A few weeks ago, Greg Ellis, the CEO of the REA Group, caused a stir by describing the move by Fairfax, the owner of #2 portal domain.com.au, to acquire a 50% in the Weekly Review magazine as “mind numbing”. Putting aside the appropriateness of the comment, the real question is “did Fairfax make the right decision”?
The Weekly Review magazine is a high quality 100+ page publication was, funnily enough, born out of Fairfax. A few years back Anthony Catalano was heading up the real estate sales section of Fairfax’s Melbourne operations. After a falling out with his employer he left and started the Weekly Review in competition. To attract a significant number of advertisers away from Fairfax, he offered equity to the major Melbourne real estate agencies. Naturally, these agencies redirected their vendor paid advertising spend into their own publication and the Weekly Review quickly became a significant player in the Melbourne real estate advertising market.
Fairfax is also the owner and operator of the #2 portal in the Australian market – domain.com.au. It has been in second place since September 2000 when it lost the market leadership to realestate.com.au. For most of the intervening period, domain.com.au has had less 50% of the traffic of realestate.com.au. This gap has narrowed a little to just over 50%, primarily due to the increasing popularity of domain.com.au in the Sydney market.

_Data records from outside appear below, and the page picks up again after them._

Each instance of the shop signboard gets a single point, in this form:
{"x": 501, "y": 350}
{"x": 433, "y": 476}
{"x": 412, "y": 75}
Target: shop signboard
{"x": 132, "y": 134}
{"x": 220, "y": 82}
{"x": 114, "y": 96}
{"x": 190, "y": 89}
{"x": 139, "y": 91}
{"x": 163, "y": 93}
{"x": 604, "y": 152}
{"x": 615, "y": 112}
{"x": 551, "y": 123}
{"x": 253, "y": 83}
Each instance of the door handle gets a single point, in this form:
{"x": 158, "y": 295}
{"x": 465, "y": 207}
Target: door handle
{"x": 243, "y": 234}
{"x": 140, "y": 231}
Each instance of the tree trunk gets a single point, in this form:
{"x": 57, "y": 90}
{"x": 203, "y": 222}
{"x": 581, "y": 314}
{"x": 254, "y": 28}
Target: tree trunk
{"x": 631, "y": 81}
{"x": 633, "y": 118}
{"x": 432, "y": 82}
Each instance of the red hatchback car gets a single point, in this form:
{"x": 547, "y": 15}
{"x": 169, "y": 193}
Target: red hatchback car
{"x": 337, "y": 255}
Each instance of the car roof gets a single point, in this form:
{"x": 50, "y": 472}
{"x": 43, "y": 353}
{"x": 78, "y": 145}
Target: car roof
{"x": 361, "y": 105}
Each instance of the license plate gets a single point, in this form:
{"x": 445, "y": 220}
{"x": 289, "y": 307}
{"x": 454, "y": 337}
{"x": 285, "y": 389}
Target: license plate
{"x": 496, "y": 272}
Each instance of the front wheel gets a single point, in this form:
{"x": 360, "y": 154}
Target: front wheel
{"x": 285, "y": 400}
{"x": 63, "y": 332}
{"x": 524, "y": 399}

Even though domain.com.au has 50% of the traffic, it generates under a 1/3rd of the revenues of realestate.com.au – around AU$60m (US$63m) and is believed to be slightly profitable.
This movement of print real estate advertising spend from Fairfax to the Weekly Review would have financially hurt Fairfax. This combined with not making any real progress in the online space over the last 12 years (versus realestate.com.au) meant they had to do something and buying back their own print real estate advertising spend was probably the only answer.

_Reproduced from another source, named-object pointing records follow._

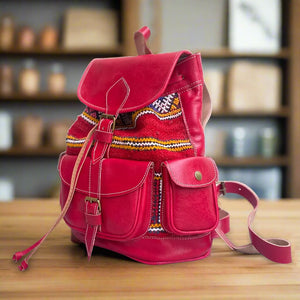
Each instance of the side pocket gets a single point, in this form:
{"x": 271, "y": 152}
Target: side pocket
{"x": 189, "y": 196}
{"x": 124, "y": 190}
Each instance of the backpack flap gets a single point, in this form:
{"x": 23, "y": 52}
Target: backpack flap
{"x": 189, "y": 196}
{"x": 145, "y": 76}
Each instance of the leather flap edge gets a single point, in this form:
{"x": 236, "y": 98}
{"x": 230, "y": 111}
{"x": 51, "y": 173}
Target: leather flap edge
{"x": 118, "y": 177}
{"x": 194, "y": 172}
{"x": 146, "y": 78}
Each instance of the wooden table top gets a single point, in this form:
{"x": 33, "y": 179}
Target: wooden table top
{"x": 60, "y": 269}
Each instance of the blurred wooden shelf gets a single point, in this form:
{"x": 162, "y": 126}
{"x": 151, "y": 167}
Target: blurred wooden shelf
{"x": 44, "y": 151}
{"x": 256, "y": 161}
{"x": 282, "y": 112}
{"x": 43, "y": 96}
{"x": 59, "y": 51}
{"x": 284, "y": 53}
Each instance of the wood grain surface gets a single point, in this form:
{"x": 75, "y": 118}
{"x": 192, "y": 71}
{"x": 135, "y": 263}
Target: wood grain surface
{"x": 60, "y": 269}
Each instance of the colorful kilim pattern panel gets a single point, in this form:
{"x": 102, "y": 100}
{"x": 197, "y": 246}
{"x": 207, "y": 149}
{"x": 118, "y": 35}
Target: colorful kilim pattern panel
{"x": 154, "y": 133}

In Australia, vendor paid advertising is the norm rather than the exception. Vendors pay on average 1% of the value of the house they are selling in advertising fees – whether the sell the house or not. Due to the importance of the transaction (to the home owner) and the influence of the real estate agent in the advertising decision, print businesses have a long life in front of them. At scale they can also be quite profitable.
Therefore the deal makes significant sense for Fairfax (and domain.com.au) at a number of levels. It adds much needed revenue back into the print side of the business, it brings large Melbourne based real estate groups in from the cold, it provides additional branding and a good brand extension for their online operations, provides more opportunity for bundling online and offline advertising, and it is earnings accretive.

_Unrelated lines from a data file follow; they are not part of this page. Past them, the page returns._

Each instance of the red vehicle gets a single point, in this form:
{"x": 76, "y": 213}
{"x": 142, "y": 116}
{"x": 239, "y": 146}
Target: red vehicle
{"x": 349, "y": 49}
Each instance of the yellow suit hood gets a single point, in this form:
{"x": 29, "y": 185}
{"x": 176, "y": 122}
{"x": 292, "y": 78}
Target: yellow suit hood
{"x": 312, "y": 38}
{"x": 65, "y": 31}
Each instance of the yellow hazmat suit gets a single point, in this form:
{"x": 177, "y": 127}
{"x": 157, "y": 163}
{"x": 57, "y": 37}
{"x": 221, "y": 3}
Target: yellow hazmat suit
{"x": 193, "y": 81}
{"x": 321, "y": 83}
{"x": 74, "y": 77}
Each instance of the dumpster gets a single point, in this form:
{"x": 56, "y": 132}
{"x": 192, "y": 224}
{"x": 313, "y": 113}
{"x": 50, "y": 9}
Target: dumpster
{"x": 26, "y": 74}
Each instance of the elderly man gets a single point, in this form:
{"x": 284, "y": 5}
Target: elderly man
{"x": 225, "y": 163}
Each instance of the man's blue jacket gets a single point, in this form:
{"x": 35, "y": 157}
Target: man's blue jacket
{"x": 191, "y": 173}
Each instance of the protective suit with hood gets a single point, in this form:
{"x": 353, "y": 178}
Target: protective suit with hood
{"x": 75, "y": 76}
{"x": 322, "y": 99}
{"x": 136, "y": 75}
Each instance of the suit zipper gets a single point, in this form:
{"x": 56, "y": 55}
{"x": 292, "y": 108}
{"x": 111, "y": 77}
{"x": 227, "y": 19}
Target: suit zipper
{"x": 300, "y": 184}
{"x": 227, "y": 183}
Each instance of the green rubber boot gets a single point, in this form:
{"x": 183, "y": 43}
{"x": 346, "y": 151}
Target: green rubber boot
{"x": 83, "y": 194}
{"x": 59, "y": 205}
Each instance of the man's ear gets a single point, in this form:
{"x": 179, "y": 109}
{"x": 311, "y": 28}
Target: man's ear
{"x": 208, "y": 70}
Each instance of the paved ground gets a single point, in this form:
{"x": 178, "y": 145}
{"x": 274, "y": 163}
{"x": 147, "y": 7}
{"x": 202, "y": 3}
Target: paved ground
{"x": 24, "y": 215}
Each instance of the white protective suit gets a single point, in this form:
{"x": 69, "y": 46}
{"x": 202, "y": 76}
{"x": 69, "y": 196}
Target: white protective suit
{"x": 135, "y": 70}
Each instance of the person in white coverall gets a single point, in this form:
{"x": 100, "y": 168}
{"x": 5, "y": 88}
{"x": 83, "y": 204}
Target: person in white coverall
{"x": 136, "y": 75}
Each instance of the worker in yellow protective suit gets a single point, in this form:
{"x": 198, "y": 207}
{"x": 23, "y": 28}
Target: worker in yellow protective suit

Therefore, while the REA Group CEO may think this deal is mind numbing, it is actually a good move by Fairfax and potentially places more pressure on the REA Group in the Melbourne market. It is now just up to Fairfax to execute well so they can claw back market share from the REA Group. One has to wonder why the REA Group or News Limited (News Corp in Australia and the majority owners of the REA Group) didn’t make a play for the Weekly Review themselves … or did they?